# Inference-time Safety Aiwiki — Bills Draft (v0.2)

> Status: post-batch-1 promotion. v0.1 → v0.2 changes:
> - **Promoted Bill_18** (Alignment-as-patch transparency) — sweep 54 surfaced the 2025-2026 "high with mitigations" deployment pattern: Claude Opus 4 (May 2025, ASL-3), o4 (July 2025, high-bio), Gemini 3 Ultra (Nov 2025, mid-tier biosecurity) all deploy frontier-capable models above prior thresholds and rely on inference-time classifiers/monitors as sufficient mitigation.

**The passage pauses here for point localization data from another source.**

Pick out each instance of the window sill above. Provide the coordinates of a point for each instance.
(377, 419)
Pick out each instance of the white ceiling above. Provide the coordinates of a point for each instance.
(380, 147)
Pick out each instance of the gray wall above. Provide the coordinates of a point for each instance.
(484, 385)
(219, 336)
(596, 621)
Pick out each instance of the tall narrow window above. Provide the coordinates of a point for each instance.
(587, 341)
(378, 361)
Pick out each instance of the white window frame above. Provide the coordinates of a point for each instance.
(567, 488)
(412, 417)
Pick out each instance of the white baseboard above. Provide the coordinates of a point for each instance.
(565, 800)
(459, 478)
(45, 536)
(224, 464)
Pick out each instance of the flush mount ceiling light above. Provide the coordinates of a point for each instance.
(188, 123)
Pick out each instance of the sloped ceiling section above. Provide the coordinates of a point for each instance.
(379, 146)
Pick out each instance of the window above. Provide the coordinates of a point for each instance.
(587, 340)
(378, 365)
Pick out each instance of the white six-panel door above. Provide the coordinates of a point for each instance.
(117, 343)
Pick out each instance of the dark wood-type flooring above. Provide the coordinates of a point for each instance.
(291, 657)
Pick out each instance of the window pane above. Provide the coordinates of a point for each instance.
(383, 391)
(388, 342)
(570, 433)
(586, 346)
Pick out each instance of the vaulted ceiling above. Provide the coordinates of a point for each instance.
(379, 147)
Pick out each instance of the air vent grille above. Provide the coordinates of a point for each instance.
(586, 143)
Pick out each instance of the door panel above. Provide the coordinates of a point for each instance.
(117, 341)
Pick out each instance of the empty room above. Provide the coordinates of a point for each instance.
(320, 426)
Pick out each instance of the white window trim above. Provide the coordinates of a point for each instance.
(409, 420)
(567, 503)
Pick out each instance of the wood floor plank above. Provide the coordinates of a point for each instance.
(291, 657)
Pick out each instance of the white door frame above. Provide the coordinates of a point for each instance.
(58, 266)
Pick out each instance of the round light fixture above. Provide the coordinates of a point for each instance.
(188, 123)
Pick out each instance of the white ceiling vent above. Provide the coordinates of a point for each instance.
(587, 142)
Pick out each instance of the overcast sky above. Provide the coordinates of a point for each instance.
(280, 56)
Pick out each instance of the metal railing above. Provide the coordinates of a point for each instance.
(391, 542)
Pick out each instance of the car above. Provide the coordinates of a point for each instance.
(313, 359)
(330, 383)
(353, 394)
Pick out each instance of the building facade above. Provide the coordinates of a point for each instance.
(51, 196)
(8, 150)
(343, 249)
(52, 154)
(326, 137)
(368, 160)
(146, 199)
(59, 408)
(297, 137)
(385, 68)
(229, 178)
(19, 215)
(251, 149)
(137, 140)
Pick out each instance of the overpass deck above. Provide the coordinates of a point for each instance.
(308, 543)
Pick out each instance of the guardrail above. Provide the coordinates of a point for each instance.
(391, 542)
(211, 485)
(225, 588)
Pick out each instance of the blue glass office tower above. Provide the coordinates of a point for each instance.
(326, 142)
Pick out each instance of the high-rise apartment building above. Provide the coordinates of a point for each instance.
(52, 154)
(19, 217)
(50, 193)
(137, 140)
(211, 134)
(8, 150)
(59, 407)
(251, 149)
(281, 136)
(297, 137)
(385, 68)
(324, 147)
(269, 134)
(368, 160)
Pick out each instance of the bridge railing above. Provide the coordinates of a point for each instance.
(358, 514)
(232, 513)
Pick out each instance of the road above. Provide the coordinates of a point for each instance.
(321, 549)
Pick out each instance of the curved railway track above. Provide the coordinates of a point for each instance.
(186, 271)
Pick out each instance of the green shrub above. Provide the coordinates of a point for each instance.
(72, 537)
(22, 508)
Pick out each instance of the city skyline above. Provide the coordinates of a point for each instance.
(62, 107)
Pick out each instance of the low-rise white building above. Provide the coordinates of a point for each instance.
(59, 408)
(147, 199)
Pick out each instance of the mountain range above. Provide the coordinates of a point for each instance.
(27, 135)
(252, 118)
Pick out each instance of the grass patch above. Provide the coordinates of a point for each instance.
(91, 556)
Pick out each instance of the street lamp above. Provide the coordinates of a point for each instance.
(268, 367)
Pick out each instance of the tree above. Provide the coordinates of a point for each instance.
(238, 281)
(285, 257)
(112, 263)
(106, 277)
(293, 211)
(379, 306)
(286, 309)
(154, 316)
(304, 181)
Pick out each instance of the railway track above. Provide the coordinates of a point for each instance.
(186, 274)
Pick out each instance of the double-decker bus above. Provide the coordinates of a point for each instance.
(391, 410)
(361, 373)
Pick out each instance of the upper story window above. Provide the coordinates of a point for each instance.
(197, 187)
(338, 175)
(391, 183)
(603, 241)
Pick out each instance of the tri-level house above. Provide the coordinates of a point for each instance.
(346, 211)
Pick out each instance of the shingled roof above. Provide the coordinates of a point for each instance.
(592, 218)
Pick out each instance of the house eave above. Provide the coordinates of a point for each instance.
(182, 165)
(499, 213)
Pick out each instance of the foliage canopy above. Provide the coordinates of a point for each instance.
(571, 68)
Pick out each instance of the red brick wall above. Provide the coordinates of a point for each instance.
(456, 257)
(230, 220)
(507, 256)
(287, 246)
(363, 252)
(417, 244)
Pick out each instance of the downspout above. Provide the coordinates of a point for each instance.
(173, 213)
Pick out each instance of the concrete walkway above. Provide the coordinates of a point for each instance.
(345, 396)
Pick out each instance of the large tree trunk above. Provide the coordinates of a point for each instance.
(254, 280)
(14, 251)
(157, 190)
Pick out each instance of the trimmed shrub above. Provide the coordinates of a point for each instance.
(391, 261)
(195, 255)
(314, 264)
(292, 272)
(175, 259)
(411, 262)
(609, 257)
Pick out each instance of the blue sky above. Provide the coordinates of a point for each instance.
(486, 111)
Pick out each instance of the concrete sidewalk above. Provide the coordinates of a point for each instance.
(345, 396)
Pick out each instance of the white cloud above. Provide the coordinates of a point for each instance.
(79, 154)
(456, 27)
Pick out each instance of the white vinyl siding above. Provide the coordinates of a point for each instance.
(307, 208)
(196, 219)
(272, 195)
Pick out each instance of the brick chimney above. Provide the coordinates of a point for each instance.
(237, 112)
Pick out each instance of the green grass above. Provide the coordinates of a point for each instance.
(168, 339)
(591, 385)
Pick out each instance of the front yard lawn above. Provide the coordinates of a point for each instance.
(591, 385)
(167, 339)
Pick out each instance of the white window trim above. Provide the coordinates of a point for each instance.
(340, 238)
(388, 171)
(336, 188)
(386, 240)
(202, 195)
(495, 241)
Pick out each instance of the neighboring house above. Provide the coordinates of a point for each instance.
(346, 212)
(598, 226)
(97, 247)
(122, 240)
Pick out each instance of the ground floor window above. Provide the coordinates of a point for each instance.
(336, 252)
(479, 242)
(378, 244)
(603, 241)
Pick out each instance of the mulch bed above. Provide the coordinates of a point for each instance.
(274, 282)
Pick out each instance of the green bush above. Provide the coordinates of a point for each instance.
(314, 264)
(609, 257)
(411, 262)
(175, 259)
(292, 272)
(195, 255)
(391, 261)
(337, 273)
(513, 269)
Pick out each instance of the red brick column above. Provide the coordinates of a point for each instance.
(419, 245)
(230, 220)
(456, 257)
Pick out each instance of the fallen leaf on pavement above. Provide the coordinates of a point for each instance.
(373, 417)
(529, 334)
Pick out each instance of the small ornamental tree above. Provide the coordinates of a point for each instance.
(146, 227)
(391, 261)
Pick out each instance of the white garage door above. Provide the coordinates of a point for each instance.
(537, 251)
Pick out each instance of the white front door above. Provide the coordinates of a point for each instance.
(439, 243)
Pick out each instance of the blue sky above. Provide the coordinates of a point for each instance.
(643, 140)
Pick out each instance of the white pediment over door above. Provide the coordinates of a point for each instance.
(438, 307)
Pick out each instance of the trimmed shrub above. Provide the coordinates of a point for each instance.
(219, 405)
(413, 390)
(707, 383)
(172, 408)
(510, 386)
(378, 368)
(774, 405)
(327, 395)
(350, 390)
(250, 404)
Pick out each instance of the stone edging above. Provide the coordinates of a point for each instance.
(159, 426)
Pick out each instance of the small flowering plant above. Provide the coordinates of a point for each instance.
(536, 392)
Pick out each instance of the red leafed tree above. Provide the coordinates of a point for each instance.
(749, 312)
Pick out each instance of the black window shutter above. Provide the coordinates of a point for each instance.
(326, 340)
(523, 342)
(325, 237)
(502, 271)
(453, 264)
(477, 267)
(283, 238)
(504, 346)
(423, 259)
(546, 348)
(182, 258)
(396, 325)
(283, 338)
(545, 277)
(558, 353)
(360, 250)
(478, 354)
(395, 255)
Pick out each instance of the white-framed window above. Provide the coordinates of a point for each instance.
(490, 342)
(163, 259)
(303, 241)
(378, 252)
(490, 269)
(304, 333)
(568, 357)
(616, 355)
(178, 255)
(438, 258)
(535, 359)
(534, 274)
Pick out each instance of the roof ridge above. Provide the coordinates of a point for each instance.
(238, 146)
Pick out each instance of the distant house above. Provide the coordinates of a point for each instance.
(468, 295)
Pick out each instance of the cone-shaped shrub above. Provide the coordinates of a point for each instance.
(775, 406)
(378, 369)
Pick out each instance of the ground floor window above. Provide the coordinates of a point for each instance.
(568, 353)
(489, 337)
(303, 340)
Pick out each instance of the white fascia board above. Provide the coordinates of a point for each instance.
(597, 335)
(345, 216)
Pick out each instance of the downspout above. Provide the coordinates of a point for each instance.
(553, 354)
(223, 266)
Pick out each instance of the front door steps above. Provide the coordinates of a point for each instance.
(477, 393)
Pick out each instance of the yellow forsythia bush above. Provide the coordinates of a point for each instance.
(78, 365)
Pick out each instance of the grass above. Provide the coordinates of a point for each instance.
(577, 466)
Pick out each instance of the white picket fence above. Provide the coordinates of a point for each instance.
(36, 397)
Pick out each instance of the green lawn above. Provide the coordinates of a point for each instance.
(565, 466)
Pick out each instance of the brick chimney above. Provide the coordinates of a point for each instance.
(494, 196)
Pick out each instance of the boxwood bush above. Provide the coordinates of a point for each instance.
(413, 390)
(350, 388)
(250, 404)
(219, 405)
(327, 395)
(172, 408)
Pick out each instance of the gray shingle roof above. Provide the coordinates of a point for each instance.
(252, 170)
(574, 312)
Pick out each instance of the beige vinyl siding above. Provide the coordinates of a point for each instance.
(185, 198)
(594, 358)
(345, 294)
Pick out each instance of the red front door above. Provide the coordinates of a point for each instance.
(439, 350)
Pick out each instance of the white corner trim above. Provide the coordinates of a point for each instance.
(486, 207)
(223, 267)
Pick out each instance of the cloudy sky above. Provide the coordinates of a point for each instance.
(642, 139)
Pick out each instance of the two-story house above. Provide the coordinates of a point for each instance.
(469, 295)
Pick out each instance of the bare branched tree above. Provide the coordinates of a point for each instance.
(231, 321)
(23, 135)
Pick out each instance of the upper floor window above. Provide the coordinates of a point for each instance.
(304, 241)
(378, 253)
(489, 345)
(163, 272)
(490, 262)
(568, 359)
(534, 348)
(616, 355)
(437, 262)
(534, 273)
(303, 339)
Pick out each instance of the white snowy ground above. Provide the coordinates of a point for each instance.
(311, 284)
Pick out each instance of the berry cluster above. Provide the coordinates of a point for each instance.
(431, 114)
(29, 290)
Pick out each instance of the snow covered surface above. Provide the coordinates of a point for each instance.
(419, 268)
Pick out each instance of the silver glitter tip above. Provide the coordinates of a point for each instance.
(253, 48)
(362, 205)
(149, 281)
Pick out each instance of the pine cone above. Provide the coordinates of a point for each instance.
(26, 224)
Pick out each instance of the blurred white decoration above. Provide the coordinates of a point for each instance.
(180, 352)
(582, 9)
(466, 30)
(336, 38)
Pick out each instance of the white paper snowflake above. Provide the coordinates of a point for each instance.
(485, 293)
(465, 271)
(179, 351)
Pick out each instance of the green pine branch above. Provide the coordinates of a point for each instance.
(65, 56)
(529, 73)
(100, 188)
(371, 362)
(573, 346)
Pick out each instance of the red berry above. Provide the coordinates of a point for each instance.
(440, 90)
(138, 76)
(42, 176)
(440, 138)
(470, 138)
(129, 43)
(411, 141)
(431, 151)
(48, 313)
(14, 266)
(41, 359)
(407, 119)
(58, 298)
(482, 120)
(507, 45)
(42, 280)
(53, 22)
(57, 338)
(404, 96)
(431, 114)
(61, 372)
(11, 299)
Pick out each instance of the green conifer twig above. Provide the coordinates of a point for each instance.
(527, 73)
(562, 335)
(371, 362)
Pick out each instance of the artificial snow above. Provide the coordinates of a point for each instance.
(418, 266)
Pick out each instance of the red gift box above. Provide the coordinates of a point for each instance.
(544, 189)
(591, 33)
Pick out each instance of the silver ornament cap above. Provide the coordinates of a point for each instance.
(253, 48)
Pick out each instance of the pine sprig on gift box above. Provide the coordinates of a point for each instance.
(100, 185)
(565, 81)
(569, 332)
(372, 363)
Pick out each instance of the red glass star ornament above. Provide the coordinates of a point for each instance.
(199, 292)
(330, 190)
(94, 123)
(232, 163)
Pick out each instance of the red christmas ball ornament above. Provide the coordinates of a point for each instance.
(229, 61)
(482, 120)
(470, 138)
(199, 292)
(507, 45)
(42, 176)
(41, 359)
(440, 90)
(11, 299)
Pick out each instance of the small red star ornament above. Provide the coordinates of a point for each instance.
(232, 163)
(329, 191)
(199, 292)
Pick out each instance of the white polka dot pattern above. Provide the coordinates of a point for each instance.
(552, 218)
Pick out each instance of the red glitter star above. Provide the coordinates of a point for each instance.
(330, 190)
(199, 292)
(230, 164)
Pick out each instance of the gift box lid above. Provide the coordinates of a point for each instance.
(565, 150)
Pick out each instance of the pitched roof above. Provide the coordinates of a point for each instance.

Adaptive-attack bypass rates exceed 50% on most.
> - **Promoted Bill_19** (CoT-monitorability validation) — sweep 53 + 54 surfaced the load-bearing CoT-faithfulness assumption: o1, Claude 3.7 thinking, Gemini 2.0 Thinking, GPT-5 all assume reasoning trace is faithful to behavior. Sleeper-agents 2024-01, Apollo o1 99% lying-about-actions, and Apollo Claude 4 Opus 47% self-exfiltration directly contradict this assumption.
>
> Bills 7, 11, 14, 17 remain ★ predicted-empty. Across batch 1 (409 unique papers, 24%+ rebuttal density), all 4 ★ bills HOLDING. Strongest public anchors: **Andriushchenko-Carlini Simple Adaptive Attacks (arXiv:2404.02151)**, **AgentDojo prompt-injection benchmark (arXiv:2406.13352)**, and **Anthropic Constitutional Classifiers** as a partial-closure candidate rather than a clean universal-mitigation break.

## The nineteen bills

A "bill" is a closure mechanism that any inference-time safety claim on a frontier LLM must engage.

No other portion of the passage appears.